AVS 56th International Symposium & Exhibition
    Surface Science Wednesday Sessions
       Session SS1-WeM

Paper SS1-WeM11
Key Processes of Ice-Multilayer Evolution during Growth and Annealing Studied with STM

Wednesday, November 11, 2009, 11:20 am, Room M

Session: Water/Surface Interactions & Environmental Chemistry I
Presenter: K. Thürmer, Sandia National Laboratories
Authors: K. Thürmer, Sandia National Laboratories
S. Nie, Sandia National Laboratories
N.C. Bartelt, Sandia National Laboratories
Correspondent: Click to Email

Although extensive research has been aimed at the structure of ice films [1], important details of the morphology evolution, especially for films in the nm-thickness range, have remained elusive. Our capability to image up to 30 molecular layers of ice with STM [2], enables us to track the film evolution during growth and annealing. In particular, we investigate the role of new-layer nucleation and surface self-diffusion.

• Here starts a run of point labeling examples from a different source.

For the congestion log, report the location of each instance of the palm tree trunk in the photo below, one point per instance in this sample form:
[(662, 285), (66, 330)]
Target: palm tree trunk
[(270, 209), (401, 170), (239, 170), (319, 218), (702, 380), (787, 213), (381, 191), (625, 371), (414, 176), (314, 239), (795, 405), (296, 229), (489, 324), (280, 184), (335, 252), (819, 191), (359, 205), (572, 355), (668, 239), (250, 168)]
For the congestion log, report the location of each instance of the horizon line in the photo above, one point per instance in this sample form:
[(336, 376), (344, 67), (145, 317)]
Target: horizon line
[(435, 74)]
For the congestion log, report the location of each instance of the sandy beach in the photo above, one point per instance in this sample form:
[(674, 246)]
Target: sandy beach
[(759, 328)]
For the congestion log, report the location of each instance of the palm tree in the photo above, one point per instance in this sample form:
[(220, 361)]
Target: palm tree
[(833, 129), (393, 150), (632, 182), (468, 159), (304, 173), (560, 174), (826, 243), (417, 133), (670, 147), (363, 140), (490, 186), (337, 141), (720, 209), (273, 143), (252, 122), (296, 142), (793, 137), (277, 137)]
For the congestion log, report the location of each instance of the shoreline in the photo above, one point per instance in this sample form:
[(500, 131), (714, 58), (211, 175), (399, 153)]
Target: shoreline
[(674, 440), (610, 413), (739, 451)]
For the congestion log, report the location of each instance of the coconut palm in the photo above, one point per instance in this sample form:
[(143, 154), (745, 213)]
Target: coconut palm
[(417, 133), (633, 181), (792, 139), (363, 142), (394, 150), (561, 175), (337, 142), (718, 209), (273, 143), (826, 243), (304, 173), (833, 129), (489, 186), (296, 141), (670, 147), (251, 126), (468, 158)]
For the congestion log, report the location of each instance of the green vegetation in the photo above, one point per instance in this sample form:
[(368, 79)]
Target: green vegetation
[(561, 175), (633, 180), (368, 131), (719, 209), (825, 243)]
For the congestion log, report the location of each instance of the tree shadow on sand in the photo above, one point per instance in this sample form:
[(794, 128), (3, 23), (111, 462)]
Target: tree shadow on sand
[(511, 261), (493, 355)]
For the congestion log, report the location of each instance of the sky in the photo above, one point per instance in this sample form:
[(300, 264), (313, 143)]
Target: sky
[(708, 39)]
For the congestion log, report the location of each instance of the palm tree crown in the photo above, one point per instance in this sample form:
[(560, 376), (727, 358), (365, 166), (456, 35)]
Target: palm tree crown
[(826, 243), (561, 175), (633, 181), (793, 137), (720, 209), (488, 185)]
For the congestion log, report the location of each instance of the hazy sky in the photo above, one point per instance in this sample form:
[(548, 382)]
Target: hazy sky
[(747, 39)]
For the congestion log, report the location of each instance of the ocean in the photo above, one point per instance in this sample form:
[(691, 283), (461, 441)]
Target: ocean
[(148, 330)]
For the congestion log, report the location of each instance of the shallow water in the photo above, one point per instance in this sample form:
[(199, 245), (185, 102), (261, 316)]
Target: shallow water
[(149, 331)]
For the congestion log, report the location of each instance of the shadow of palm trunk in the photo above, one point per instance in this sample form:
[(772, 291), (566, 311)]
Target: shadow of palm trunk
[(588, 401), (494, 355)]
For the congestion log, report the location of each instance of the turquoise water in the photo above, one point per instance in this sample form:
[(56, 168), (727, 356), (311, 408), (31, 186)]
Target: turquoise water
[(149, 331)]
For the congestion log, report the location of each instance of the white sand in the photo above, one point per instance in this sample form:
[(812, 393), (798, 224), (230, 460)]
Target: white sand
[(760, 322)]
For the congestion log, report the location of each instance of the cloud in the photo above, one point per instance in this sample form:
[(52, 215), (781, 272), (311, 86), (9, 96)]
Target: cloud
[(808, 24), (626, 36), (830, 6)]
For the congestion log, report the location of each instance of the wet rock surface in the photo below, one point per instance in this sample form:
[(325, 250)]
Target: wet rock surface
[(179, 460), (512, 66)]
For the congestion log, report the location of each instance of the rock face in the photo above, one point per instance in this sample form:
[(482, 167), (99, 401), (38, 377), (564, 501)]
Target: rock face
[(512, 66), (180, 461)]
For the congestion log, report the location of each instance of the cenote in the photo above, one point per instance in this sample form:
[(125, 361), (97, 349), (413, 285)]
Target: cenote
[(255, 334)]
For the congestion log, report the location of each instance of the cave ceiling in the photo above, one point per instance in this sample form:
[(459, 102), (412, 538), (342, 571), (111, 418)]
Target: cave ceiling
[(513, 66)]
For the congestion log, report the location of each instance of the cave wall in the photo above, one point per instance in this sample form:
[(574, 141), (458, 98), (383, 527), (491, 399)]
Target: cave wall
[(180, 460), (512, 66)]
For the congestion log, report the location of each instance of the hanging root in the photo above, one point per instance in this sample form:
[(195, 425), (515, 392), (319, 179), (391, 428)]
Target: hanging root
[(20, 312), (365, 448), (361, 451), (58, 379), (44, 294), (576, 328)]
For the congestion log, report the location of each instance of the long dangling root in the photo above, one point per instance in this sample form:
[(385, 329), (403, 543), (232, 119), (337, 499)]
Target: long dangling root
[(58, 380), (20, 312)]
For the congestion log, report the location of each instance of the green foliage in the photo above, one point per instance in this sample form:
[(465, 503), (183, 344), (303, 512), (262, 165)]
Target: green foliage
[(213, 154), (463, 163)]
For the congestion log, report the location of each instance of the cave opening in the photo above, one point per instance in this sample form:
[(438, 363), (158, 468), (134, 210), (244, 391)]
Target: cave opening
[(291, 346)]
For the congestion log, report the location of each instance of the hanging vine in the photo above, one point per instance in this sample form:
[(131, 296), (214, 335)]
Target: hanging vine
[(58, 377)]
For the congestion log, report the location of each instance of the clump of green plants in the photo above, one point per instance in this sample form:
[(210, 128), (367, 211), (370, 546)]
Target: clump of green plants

As reported before by others, we observe that water deposited onto Pt(111) below 120K forms amorphous films, whereas metastable cubic ice appears between 120K and ~150K. At 140K and a mean film thickness of ~1nm the film consists of 2-3 nm high crystallites, embedded in a one bilayer high wetting layer. Analyzing the annealing behavior of these crystallites we find [3] that the rate at which new layers nucleate, and not surface diffusion, determines how fast individual crystallites equilibrate. The resistance to nucleate new layers even during deposition has a surprising effect on thicker films: The deposited water attaches preferentially to growth spirals around screw dislocations, promoting the formation of metastable cubic ice [2].

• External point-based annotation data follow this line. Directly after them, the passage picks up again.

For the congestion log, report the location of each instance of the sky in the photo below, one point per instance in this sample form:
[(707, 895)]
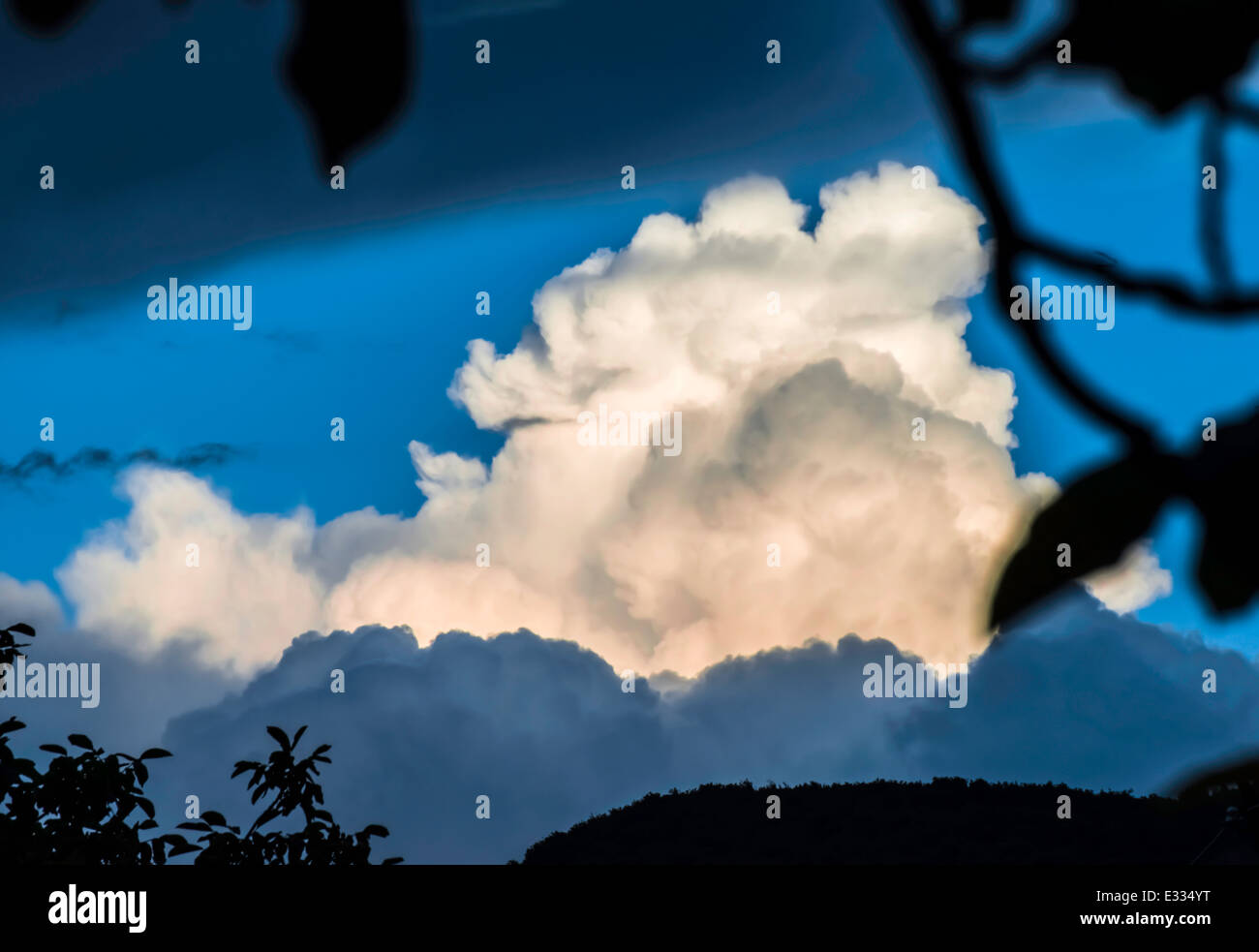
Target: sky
[(751, 177)]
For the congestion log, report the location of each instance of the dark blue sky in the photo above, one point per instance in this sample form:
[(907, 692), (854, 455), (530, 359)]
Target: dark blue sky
[(494, 179)]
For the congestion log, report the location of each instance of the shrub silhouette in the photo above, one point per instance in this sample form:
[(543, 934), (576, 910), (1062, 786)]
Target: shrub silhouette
[(89, 808), (320, 843)]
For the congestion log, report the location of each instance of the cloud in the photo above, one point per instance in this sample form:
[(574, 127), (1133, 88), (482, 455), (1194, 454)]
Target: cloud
[(798, 507), (544, 729), (1137, 581), (38, 462), (137, 695)]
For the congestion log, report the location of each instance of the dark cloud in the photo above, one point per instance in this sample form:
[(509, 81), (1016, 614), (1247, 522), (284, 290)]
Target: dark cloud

Finally, we report the first measurements of surface self-diffusion on ice. Using uniform 5-nm-thick ice films (grown at 145K) as templates, we deposited a fraction of a monolayer of water at 115K to create metastable arrays of 2D-islands. By quantifying the Ostwald ripening of these arrays upon annealing between 115 and 135 K, we extract temperature-dependent diffusion rates and determine the activation energy for surface self-diffusion to be (0.4+-0.1) eV [4].

[1] A. Verdaguer, G. M. Sacha, H. Bluhm, and M. Salmeron, Chem. Rev. 106, 1478 (2006).

[2] K. Thürmer and N. C. Bartelt, Phys. Rev. B 77, 195425 (2008).

[3] K. Thürmer and N. C. Bartelt, Phys. Rev. Lett. 100, 186101 (2008).

[4] S. Nie, N. C. Bartelt, and K. Thürmer, Phys. Rev. Lett. 102, 136101 (2009).